04.11.2022  /  Reading time: 7 minutes

The days are getting shorter, the nights are getting colder and it is slowly becoming clear that winter is approaching. It's not just nature that is coming to rest, but also the garden. Have you safely stored the last harvests in the cellar and already winterized the soil? Then here are a few small suggestions for a relaxed November in harmony with nature.

This article contains:

  1. Tidy up the garden
  2. Protection for soil and beneficial insects
  3. Create & fill raised beds
  4. Covering compost
  5. Watch out for snails!
  6. Where to put the soil from the balcony boxes?
  7. The "compost" in the soil
  8. The greenhouse in winter
  9. Overwintering potted plants
  10. Frequently asked questions about November Gardening Month

Quick Overview

Gardening in November: an overview

  • Tidy up the garden and store garden tools
  • Set up winter quarters for beneficial insects
  • Create & fill raised beds
  • Cover compost so that it doesn't rain in too heavily
  • Winterize the greenhouse and plant if necessary
  • Put perennial houseplants in for the winter

Tidy up the garden

In the fall, the garden is prepared for the approaching winter: The beds are cleared, the vegetables are brought to safety and the garden tools are stowed away. If you have trees in your garden, you will also be busy tidying up the leaves. However, the leaves should not always be taken away! It is best to leave the leaves under trees and shrubs, between perennials and on empty vegetable beds.

Colorful leaves in autumn
The accumulated leaves provide your garden inhabitants with a warm shelter for the winter.

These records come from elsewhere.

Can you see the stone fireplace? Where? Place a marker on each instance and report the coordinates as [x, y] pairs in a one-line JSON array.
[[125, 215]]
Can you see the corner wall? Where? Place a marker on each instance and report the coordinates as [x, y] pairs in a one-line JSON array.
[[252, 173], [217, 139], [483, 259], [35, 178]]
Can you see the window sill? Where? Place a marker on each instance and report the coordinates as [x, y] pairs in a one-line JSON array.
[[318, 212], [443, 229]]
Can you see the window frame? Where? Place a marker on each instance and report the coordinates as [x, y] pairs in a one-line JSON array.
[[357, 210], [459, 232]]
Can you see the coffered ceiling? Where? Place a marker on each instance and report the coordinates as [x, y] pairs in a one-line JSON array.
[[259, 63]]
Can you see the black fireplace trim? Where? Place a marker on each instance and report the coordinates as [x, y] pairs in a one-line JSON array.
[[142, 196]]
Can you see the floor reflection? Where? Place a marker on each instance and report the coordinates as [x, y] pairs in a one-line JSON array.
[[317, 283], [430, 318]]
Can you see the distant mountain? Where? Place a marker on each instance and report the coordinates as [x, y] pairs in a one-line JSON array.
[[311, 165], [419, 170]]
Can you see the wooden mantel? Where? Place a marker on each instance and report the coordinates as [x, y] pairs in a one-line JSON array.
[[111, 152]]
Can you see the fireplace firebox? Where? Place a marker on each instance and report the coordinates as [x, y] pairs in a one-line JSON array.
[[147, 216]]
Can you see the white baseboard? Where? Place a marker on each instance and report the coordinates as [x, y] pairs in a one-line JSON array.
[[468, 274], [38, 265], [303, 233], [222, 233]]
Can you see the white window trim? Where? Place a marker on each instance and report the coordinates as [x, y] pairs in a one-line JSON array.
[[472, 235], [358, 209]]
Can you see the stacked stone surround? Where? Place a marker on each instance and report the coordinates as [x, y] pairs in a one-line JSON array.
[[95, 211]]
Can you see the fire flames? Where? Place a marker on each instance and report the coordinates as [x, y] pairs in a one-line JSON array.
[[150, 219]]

Protection for soil and beneficial insects

The leaves protect the soil from cold and leaching. In addition, the plant material is broken down by decomposers and then converted into valuable humus. The decomposed leaves therefore act as a natural fertilizer that even strengthens the microclimate! The piles of leaves can also be used by beneficial insects as winter quarters. Insects, hedgehogs and other garden helpers find valuable shelter in the leaves or wood debris to survive the cold season. If you have grass in your garden, you can simply pile up the leaves in a corner to prevent the grass underneath from rotting.

Create & fill raised beds

If you want to plant a new raised bed next season, you should make the most of November. Now is the perfect time to create a new raised bed! There are mountains of shrub and green cuttings in the garden, which are perfect for filling a raised bed. You can find instructions on how to build and fill a raised bed in this article.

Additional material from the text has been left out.